いやな相手でも根ではつながっている

第二章 人の悲しみを癒すとき

人が悲しむのは、その人にとってもっとも重要な意味のあるものを失う出来事が起こったときである。なぜ起こったのか、どうしてそうなったのか、人は答えを探す。多くの場合、答えはない。そのとき人はきまったように「なぜ」と問う。その「なぜ」のなかには、なお三つの問いが残る。「なぜ、今なのか」「なぜ、私なのか」「なぜ、他の人でないのか」。これらの問いに人間の知恵は答えをもたない。もしあるとすれば、宗教がその答えの提供者である。しかも、歴史を生き抜いた宗教だけが答えをもつ。

一つの部分が苦しめば、すべての部分が共に苦しみ、一つの部分が尊ばれれば、すべての部分が共に喜ぶのです。

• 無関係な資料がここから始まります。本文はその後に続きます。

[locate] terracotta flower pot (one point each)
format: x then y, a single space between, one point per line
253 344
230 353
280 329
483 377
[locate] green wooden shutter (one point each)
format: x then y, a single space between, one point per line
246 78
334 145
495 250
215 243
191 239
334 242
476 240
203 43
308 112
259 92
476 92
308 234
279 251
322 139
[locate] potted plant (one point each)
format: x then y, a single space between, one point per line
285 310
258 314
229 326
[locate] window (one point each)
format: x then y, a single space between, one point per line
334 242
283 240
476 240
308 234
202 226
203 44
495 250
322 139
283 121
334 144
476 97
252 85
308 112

(コリントの信徒への手紙一、12章26節)

【解 釈】
大勢人の集まる都市ではどこでもそうであるように、ギリシアの都市コリント
の教会にはさまざまな人種や社会階級に属する人たちが集まっていた。ある者は
ユダヤ人、ある者はギリシア人であったし、社会的に身分の高い者もいれば、奴
隷もいた。千差万別、色とりどりの集団であった。

使徒パウロは、こうした千差万別の人たちから成り立つ教会の姿を見て、いろいろちがうのはよくないことだから、みな同じようにならなければならないとは考えなかった。むしろパウロは、人はそれぞれに生まれがちがうし、肌の色もちがう、金持ちもいれば、貧乏人もいるのは、この世の厳然たる現実であって、いまさらそれを同じになれといったところで、すぐさま同じにはならないことをよく知っていた。

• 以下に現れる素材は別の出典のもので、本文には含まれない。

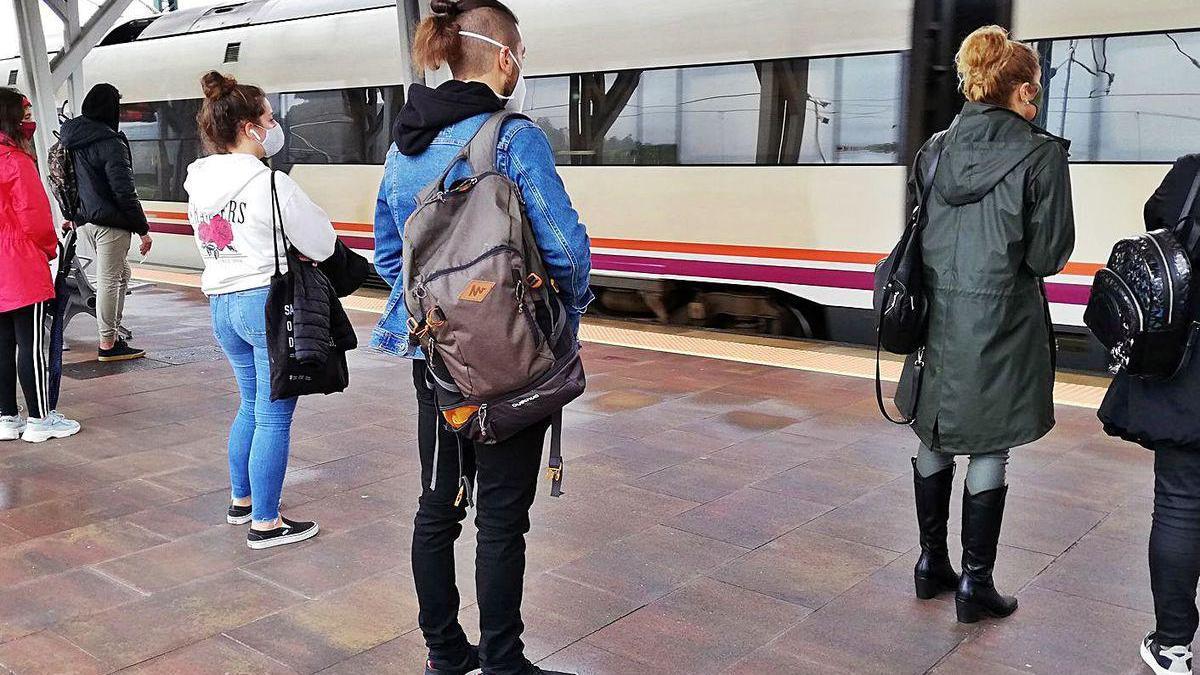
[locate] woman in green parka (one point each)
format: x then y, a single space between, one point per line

だからパウロは、その色とりどりのちがいを逆手にとって、肯定的に考えた。それぞれの部分は部分としてちがう働きや形をしているかもしれないけれども、ひとつの部分がどのような部分であれ、ほかの部分に連動しており、それによってどの部分であれ、なくてはならぬ役割を演じる価値をもっていると教えたのである。

【こころ】
差別されることは悲しいことです。どんなに社会の底辺で生きているように見えても、それなりの役目を果たしながら生きているのが人間というものです。もっとも許しがたい差別は、その人の存在を無視することです。それは差別というより抹殺というべきかもしれません。パウロが生きたコリントの教会には、それこそ存在を抹殺されかねない奴隷の身分をもった者もいました。その一方で、当時のエリート階級であったローマ市民の特権をもって生きている者もいたのです。

パウロはその差別社会のなかに身を置いて、差別だけを見ていたのではありません。もしそうであれば、差別がなくなればそれでよしとするにとどまります。パウロはこの世のなかに差別があるという現実を通して、人が世のなかで生きるかぎり、だれひとり自分だけで生きてはいないということにあらためて目を向けたのです。

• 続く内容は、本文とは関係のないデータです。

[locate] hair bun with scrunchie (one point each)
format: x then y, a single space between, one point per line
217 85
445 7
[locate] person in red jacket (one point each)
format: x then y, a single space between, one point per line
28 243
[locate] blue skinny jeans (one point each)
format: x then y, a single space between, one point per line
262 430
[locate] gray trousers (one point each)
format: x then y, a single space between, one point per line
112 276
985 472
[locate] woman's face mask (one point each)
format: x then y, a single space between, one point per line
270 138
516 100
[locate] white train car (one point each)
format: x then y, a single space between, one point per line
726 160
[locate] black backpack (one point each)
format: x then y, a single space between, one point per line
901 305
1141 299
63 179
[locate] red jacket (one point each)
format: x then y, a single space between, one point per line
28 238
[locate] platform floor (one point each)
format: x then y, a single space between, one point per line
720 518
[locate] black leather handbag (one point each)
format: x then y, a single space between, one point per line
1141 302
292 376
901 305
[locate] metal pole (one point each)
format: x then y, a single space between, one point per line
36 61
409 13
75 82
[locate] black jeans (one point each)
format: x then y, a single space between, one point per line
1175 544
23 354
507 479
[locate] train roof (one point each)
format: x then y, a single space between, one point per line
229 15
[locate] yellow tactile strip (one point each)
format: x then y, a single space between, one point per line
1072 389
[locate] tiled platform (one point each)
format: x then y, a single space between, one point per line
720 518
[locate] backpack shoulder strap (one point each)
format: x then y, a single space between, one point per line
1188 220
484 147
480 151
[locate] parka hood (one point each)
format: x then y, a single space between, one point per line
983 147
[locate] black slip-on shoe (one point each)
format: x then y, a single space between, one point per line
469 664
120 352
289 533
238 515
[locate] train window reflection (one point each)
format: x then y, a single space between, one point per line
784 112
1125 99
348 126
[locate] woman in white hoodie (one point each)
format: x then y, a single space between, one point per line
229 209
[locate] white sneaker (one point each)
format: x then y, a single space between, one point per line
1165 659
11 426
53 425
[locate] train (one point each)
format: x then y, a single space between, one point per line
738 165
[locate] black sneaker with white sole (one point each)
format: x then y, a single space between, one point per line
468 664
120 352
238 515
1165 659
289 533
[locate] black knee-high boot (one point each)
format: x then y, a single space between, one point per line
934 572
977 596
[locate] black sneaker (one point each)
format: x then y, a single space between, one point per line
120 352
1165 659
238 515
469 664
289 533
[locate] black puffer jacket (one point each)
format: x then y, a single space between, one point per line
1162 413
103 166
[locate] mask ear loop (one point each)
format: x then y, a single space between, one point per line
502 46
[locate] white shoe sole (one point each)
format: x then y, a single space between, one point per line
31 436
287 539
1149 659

つまり世のなかはもちつもたれつ、互いの存在が互いを支え合っているということなのです。たとえ差別的に「なんだ、あいつは」と言ったとしても、その「あいつ」と呼んだ相手との関係で自分の立場があることに気づくでしょう。世のなかには差別があるから「けしからん」と怒る以前に、根っこのところではどんな存在であっても互いに連動していることを知れと言うのです。

ちょうどオーケストラの楽器が互いに連動し合っているようなものです。だからパウロは、「一つの部分が苦しめば、すべての部分が共に苦しみ、一つの部分が尊ばれれば、すべての部分が共に喜ぶのです」と言うのです。